A vivid flash of lightning lit up the scene, and looking to port we saw a big Chinese vessel bearing away, with a broken bowsprit and a big hole in her side, well forward. We also saw that our own deck was filled with fallen rigging and wooden splinters.
"Sound the pumps!" was the cry, coming from Tom Dawson. "Quigley, see if you can make out the damage"—the last words to the ship's carpenter.
"We got it pretty heavily," gasped Dan, who was about as much winded as myself. "Pray heaven we may outride the shock and the storm."
Several sailors had sprung to the pumps and were pumping up sea water in great quantities. "A foot and four inches," cried one. "And gaining rapidly!" he announced, a minute later.
Those last words caused every cheek to blanch. For the time there was almost a panic. But now Tom Dawson showed what was really in him.
"Keep your wits about you, men!" he called out. "We may yet be able to stop the leak and pump her out. Keep to the work for all you are worth!" And the men at the pumps obeyed, while the mate hurried forward to obtain the carpenter's report.
It was soon forthcoming. The blow had been so severe that a gaping hole, four feet in diameter, had been stove in the Dart's bow. It was partly above and partly below the water line, but in such a sea the water was coming in by the hundreds of gallons at every lurch of the schooner.

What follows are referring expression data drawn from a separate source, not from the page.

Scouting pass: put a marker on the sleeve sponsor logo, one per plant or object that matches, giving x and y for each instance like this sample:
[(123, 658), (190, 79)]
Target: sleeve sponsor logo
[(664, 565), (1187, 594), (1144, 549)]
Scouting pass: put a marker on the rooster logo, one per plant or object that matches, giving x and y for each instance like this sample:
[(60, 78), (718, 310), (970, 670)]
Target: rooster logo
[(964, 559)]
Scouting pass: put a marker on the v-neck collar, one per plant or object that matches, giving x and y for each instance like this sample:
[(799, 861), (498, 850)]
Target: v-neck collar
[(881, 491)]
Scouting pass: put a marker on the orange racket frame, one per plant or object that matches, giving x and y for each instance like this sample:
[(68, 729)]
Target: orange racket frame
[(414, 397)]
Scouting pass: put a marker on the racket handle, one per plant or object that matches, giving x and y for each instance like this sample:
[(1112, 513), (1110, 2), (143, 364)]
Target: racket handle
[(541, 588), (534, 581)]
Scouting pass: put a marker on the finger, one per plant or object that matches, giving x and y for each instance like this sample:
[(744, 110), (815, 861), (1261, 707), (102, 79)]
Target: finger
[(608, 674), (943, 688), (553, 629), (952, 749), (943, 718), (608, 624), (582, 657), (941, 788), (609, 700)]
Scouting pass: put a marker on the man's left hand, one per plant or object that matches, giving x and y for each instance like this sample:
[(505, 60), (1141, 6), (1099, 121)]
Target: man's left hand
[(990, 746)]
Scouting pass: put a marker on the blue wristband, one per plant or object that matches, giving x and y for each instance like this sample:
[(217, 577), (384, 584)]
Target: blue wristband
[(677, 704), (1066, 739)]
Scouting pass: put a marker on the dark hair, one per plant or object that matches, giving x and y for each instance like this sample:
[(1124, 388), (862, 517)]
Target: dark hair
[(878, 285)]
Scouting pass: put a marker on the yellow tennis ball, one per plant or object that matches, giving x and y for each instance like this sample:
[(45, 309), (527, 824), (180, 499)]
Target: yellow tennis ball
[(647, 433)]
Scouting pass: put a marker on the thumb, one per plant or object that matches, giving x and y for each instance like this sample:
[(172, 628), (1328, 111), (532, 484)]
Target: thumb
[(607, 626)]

"I'll try to stop it up," said Quigley, but shook his head as he spoke. "You had better order the small boats out, and stock 'em with water and grub," and he ran off.
By this time Captain Kenny was up once more, but in his condition could do little but find fault and use language not fit to transcribe to these pages. Once he tried to take the command from Tom Dawson, but the mate would not listen.
"We're sinking, Captain Kenny," said Dawson. "I must do what I can for the men and myself."
"Sinking!" gasped the unreasonable one. "Sinking!"
"Yes, sinking. Keep your wits about you or you'll go to Davy Jones' locker," concluded Tom Dawson. His remarks so frightened the captain that he ran to the cabin, there to plunder his trunks and lockers in a drunken and vain effort to stow what he owned of value about his person.
The carpenter was as good as his word, but although he labored manfully and had all the aid that could be used, the water could not be stopped from coming in. The shock had opened up half a dozen seams and the water in the hold had reached four feet and a half.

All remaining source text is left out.